AirGarage, an online marketplace founded by undergraduates Scott Fitsimones and Jonathon Barkl that allows homeowners and businesses to rent parking spaces to people looking for affordable parking near ASU, won $12,000 from the Edson Student Entrepreneurship Initiative.

Purse King, a venture owned by an ASU student and alumni, won $5,000 to fund its line of purses made of synthetic, plant-based materials, with several models designed for women who carry concealed handguns. “Just because you conceal and carry doesn’t mean you don’t love animals,” said co-founder Jessica Knab, who earned an MBA from ASU.

The TrueUnion Project won $8,500 to develop its online platform that offers a short list of wedding vendors for couples who don’t want to wade through the thousands of photographers, florists, caterers and other providers. It’s co-founded by photographers Murphy McGary and Keegan Carlson, who are MBA students.

Garden of Eden won $5,000 for its aeroponic system that grows vegetables year-round on vertical towers, using 90 percent less water and land than conventional growing. The urban farm was founded by Yann Raymond, a senior in sustainability.

While $1,000 might not seem like a lot, that was the funding goal of the Shonto Mountain Bike Initiative — and they got it. The venture is part of Engineering Projects in Community Service in the Ira A. Fulton Schools of Engineering, known as EPICS.
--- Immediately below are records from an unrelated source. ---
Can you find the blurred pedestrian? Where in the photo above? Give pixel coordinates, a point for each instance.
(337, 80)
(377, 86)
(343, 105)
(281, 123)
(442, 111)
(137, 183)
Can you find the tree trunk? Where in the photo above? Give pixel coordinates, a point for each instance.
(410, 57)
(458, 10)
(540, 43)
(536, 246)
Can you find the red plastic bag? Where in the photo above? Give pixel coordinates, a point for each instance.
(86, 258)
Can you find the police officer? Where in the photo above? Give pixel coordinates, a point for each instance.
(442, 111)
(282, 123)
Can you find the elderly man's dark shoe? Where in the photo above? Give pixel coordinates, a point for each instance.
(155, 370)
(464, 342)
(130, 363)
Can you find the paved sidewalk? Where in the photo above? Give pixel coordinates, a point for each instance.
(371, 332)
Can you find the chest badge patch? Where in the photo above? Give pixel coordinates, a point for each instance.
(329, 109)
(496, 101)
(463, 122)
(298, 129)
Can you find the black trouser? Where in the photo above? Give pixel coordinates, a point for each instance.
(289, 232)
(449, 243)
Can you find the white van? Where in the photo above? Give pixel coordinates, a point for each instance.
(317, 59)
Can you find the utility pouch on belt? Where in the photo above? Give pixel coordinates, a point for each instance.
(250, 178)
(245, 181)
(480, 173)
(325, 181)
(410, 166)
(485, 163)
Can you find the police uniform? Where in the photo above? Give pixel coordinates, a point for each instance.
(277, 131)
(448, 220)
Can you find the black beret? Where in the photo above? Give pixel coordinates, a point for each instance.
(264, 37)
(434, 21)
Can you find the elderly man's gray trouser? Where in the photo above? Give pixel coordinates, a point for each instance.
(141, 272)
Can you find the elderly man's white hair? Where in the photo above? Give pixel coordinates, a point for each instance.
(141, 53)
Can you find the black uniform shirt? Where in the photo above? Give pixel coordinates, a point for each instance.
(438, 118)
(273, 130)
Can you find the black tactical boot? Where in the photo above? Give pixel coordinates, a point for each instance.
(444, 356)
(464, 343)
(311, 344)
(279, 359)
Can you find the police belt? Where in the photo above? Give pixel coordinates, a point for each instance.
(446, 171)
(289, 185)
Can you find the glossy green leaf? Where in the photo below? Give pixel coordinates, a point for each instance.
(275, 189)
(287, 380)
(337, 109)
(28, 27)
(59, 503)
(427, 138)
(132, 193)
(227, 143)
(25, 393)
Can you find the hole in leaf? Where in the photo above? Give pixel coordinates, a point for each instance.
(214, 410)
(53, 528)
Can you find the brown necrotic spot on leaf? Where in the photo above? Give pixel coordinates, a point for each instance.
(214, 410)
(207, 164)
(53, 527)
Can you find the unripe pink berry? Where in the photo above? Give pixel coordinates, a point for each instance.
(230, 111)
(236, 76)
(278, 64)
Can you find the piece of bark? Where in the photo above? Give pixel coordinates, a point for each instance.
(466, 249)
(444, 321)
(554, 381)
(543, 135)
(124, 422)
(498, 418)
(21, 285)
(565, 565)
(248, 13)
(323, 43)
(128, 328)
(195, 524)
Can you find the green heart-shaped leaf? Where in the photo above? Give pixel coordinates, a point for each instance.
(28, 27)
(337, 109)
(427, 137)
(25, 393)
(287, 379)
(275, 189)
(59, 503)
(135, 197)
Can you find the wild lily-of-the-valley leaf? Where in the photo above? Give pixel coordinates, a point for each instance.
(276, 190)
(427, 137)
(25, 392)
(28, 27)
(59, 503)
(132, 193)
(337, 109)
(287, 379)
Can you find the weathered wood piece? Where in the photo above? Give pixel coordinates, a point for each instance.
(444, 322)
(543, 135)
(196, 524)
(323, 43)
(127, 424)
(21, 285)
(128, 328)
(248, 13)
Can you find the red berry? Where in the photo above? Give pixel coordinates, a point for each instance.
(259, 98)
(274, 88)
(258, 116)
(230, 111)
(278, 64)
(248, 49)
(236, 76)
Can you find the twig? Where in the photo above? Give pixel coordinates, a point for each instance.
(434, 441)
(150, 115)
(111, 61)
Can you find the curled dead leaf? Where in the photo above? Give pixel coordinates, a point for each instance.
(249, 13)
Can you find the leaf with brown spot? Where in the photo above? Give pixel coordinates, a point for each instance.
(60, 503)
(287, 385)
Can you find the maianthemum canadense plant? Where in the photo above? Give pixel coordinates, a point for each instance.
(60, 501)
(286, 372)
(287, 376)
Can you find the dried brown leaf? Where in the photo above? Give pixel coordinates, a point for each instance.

The goal is to create recreational and business opportunities in the Shonto community on the Navajo reservation three ways: help the residents develop a 12-mile mountain bike trail to promote ecotourism, launch a mountain-bike team in the schools and create a pump track, which is like a skate park for mountain bikes.

Alyssa Carlson, a sophomore majoring in chemical engineering, said that the EPICS project is partnering with ASU Surplus to acquire bikes for the Shonto youths.

“Everything will go to getting bikes and helmets and pads. We get bikes for $20 each, so that means like 50 bikes, which is awesome,” Carlson said. “We already have 41 bikes so we’ll be able to get bikes to all the kids who want one.”

Dornubari Vizor, co-founder of the web-development company Yazamo and an alumnus of ASU, described how he grew his company over six years to be worth more than $1 million. Photo by Deanna Dent/ASU Now

Even when ventures start to get off the ground as businesses, the money can come in small amounts. Dornubari Vizor, co-founder of the web-development company Yazamo, is an alumnus of ASU and the Edson program. He gave a keynote talk describing how he grew his company over six years to be worth more than $1 million.

First, he showed a photo of himself sitting on the floor in a tiny, cluttered room.

“I’m eating a bowl of rice, and it’s probably my seventh bowl of rice that day because that’s all I had to eat,” he said.

But he told the budding entrepreneurs at Demo Day that it’s important for them to take a salary from their ventures.

“I would get grants and be like, ‘I’m putting all of this into my business,’ ” he said. Until a mentor set him straight.

“He told me, ‘It doesn’t matter if you’re making $250 a month when you’re starting out. Pay yourself $20 so you reward yourself for your hard work and you can see the business as a source of income.’

“You’re the first employee and you deserve a livable wage.”